New legislation targets apps and social networks controlled by countries Washington considers “adversaries”
US lawmakers introduced a bill on Tuesday that could force TikTok’s Chinese parent company, ByteDance, to divest the video app in order to prevent it from being banned in the country.
The Congressional bill, dubbed ‘The Protecting Americans From Foreign Adversary Controlled Applications Act’, paints TikTok as posing a threat to national security due to ByteDance’s alleged ties to the Chinese Communist Party (CCP).
“This is my message to TikTok: break up with the CCP or lose access to your American users. America’s foremost adversary has no business controlling a dominant media platform in the US,” Mike Gallagher, chairman of the House Select Committee on the CCP and one of the authors of the legislation, said in a press release.
While TikTok is the only application specifically mentioned in the bill, it creates a broader framework for the US to ban other platforms controlled by countries Washington considers “foreign adversaries.” The list of nations labelled as such includes China, Russia, Iran, North Korea, and Venezuela.
“Whether it’s Russia or the CCP, this bill ensures the president has the tools he needs to press dangerous apps to divest and defend Americans’ security and privacy against our adversaries,” stated Raja Krishnamoorthi, another lawmaker behind the bill.

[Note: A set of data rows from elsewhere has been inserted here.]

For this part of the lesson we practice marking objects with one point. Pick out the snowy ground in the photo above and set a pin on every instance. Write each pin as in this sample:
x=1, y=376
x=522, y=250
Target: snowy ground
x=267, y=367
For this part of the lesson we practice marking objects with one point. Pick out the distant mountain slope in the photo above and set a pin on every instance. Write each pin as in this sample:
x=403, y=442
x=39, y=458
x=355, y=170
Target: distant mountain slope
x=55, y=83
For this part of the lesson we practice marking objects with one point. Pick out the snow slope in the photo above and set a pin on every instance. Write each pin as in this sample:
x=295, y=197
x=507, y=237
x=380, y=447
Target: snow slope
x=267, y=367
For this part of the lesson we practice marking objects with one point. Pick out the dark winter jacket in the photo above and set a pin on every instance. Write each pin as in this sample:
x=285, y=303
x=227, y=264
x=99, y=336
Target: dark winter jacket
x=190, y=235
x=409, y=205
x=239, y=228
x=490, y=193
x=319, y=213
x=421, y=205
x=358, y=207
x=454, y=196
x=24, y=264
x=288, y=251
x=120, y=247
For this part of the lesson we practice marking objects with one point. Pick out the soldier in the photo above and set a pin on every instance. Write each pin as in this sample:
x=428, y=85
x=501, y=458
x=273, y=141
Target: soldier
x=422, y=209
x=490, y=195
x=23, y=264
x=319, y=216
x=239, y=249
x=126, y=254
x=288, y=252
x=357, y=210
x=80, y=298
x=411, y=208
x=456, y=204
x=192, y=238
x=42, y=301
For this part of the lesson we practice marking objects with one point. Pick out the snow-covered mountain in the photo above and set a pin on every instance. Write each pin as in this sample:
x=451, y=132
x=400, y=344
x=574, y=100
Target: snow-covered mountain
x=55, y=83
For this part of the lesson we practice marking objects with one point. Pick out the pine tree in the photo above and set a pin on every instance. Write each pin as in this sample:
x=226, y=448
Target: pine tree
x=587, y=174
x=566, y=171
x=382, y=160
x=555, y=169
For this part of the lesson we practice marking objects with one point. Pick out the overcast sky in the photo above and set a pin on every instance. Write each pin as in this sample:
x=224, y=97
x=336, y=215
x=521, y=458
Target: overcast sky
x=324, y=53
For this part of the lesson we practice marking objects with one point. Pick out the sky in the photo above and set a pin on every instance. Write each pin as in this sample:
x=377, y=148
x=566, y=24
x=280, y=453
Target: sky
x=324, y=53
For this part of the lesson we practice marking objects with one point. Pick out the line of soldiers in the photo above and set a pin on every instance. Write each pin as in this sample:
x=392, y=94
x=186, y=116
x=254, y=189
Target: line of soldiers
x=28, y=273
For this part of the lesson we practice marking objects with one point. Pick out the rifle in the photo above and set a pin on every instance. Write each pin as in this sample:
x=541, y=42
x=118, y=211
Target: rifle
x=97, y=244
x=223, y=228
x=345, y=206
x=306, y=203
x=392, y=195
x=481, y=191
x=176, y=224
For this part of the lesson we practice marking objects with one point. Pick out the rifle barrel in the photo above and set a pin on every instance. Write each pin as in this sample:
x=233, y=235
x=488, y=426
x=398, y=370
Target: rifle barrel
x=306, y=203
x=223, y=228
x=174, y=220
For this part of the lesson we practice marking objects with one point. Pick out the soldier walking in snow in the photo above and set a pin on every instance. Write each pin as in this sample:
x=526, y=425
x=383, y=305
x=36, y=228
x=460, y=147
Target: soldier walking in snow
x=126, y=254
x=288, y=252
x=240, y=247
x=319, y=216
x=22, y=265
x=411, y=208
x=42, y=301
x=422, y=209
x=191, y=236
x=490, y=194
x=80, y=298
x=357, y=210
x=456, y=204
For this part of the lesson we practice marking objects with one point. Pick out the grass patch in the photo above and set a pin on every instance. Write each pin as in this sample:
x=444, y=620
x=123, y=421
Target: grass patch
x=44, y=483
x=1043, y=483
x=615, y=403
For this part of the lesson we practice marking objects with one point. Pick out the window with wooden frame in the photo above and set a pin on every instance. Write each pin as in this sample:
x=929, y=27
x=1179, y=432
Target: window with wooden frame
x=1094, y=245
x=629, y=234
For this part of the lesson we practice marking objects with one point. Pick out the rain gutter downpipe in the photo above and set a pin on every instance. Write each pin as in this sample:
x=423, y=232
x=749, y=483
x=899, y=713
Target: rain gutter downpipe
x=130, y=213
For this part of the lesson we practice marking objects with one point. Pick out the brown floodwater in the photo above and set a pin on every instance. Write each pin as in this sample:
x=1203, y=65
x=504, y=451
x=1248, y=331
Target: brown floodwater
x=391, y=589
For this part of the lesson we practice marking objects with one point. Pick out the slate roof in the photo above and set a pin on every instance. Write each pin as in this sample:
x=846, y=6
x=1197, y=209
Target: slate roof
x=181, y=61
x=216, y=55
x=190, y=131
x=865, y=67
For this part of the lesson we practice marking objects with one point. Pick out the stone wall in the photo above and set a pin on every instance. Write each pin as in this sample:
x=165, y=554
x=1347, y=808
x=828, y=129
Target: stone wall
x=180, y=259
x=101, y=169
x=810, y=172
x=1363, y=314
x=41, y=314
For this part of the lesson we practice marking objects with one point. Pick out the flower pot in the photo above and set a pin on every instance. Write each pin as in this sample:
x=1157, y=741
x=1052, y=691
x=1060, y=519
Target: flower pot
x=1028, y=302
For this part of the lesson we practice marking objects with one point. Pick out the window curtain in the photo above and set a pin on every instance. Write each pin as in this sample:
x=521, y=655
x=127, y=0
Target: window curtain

If passed by Congress, the bill would mean ByteDance has about five months to divest TikTok. Should it fail to do so, US web-hosting companies and apps such as Apple Store and Google Store would have to delete TikTok and other apps linked to ByteDance.
“This bill is an outright ban of TikTok… This legislation will trample the First Amendment rights of 170 million Americans and deprive 5 million small businesses of a platform they rely on to grow and create jobs no matter how much the authors try to disguise it,” TikTok spokesman Alex Haurek said, as cited by The Hill.
It is not the first time US lawmakers have called for a ban on the vastly popular video app. A Republican-backed bill last year tried to ban TikTok outright, while a bipartisan group of senators also pitched a legislation that did not target the app specifically, but laid out a framework which could allow US authorities to identify and ban potentially dangerous apps. Both bills failed.